Answer
The equation of the plane is $x-2y+z=0$.
Work Step by Step
1. Consider the line ${\bf{r}}\left( t \right) = \left( {t + 1,2t,3t - 1} \right)$.
We choose two points ${P_1}$ and ${Q_1}$ on the line corresponding to $t=0$ and $t=1$, respectively. So, we have ${P_1} = \left( {1,0, - 1} \right)$ and ${Q_1} = \left( {2,2,2} \right)$.
Write the vector ${\bf{u}} = \overrightarrow {{P_1}{Q_1}} = {Q_1} - {P_1} = \left( {1,2,3} \right)$. Since the plane contains the line ${\bf{r}}$, it also contains the vector ${\bf{u}}$.

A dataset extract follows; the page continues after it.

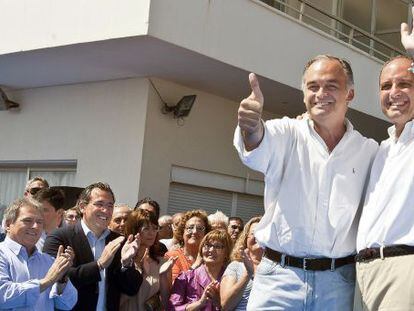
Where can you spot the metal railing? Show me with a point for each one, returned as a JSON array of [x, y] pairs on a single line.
[[338, 28]]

2. Consider the point $P = \left( { - 1,0,1} \right)$.
Since $P$ and ${P_1}$ lie in the plane. We write the vector ${\bf{v}}$ as
${\bf{v}} = \overrightarrow {{P_1}P} = P - {P_1} = \left( { - 1,0,1} \right) - \left( {1,0, - 1} \right)$
${\bf{v}} = \left( { - 2,0,2} \right)$
Since ${\bf{u}}$ and ${\bf{v}}$ lie in the plane, their cross product is normal to the plane. So, the vector normal to the plane ${\bf{n}}$ is
${\bf{n}} = {\bf{u}} \times {\bf{v}} = \left( {\begin{array}{*{20}{c}}
{\bf{i}}&{\bf{j}}&{\bf{k}}\\
1&2&3\\
{ - 2}&0&2
\end{array}} \right)$
${\bf{n}} = \left| {\begin{array}{*{20}{c}}
2&3\\
0&2
\end{array}} \right|{\bf{i}} - \left| {\begin{array}{*{20}{c}}
1&3\\
{ - 2}&2
\end{array}} \right|{\bf{j}} + \left| {\begin{array}{*{20}{c}}
1&2\\
{ - 2}&0
\end{array}} \right|{\bf{k}}$
${\bf{n}} = 4{\bf{i}} - 8{\bf{j}} + 4{\bf{k}}$
By Eq. (5) of Theorem 1, the equation of the plane is of the form
(1) ${\ \ \ }$ $4x - 8y + 4z = d$,
where $d$ is to be determined.
Next, we choose a point on the plane, say $P = \left( { - 1,0,1} \right)$ which satisfies equation (1). Substituting it in equation (1) gives $d=0$. Hence, the equation of the plane is $4x-8y+4z=0$. Simplification yields $x-2y+z=0$.